Cyber Red Team Operator

At BBH we value diverse backgrounds, so if your experience looks a little different from what we've outlined and you think you can bring value to the role, we will still welcome your application!

What You Can Expect At BBH :

If you join BBH you will find a collaborative environment that enables you to step outside your role to add value wherever you can.

You will have direct access to clients, information and experts across all business areas around the world. BBH will provide you with opportunities to grow your expertise, take on new challenges, and reinvent yourself without leaving the firm.

We encourage a culture of inclusion that values each employee’s unique perspective. We provide a high-quality benefits program emphasizing good health, financial security, and peace of mind.

Ultimately we want you to have rewarding work with the flexibility to enjoy personal and family experiences at every career stage.

Our BBH Cares program offers volunteer opportunities to give back to your community and help transform the lives of others.

Cyber Red Team Operator

The Cyber Red Team Operator will be responsible for the execution of Red Team assessments to improve the security posture of BBH.

The Red Team Operator plans and executes Red / Purple Teaming events, Penetration Tests, Vulnerability Assessments, and Control Validations.

This position will be required to effectively operate under Red Team procedures / controls to identify vulnerabilities across the BBH environment.

PRINCIPAL RESPONSIBILITIES

Red Team Activities

• Execute Red Team activities to include scope development, planning, execution, data collection, reporting, and remediation support
• Conduct risk assessments of vulnerabilities identified and write reports to facilitate the mitigations and remediations needed to improve BBH security posture
• Understand and implement BBH Red Team Operating Standard and conditional Rules of Engagement in accordance with regulatory guidelines and best practices
• Lead collaboration and brief results with security architecture, development, network, server, and web teams to mitigate or remediate security weaknesses as well as provide prevention and detection recommendations for cyber threats.

Monitor the resolution of vulnerabilities with application and system owners and escalate identified security vulnerabilities when required

Participate in Cyber Tabletop Exercises as a subject matter expert for adversary behavior, intent, and TTPs

Technical Management

• Maintain an understanding of adversary Tactics, Techniques, and Procedures (TTPs) and how to best emulate adversary behavior for Red Team Activities.
• Recommend and manage configurations of Red Team tools and Attack Simulation Tools.
• Assist with the execution of Consultant Penetration Testing of the firm’s cyber security posture.
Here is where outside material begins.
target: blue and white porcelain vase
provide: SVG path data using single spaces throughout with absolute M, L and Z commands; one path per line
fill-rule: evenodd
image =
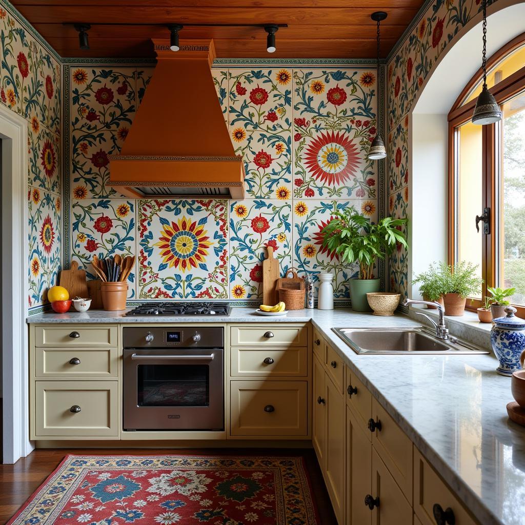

KNOWLEDGE, SKILLS AND ABILITIES

8 to 10 years of relevant experience in four or more of the following areas :

• Red Team Operations and Penetration Testing
• Network security assessments
• Web application vulnerability identification
• Designing and Implementing Red Team security controls
• Offensive Security
• Malware analysis and remediation
• Security Incident Response

Knowledge & technical skills :

• Expertise with security assessment methodology, vulnerability management, OWASP model, CVE ratings
• Experience with Red Team tools and attack simulation tools
• Ability to read web and application server logs to identify vulnerabilities
• Scripting / coding experience to prepare attack code
• Knowledge / ability to classify the severity of vulnerabilities
• Experience preparing Red Team reports
• Familiarity in cyber security forensics is a plus

Other requirements (licenses, certifications, specialized training, physical or mental abilities required)

• Offensive Security Certified Professional (OSCP)
• Certified Information Systems Security Professional (CISSP) a plus
• Network+ certification a plus

After hours & Weekend work required

We are an equal opportunity employer and all qualified applicants will receive consideration for employment without regard to race, color, religion, gender, national origin, age, genetic information, creed, marital status, sexual orientation, gender identity, disability status, protected veteran status, or any other protected status under federal, state or local law.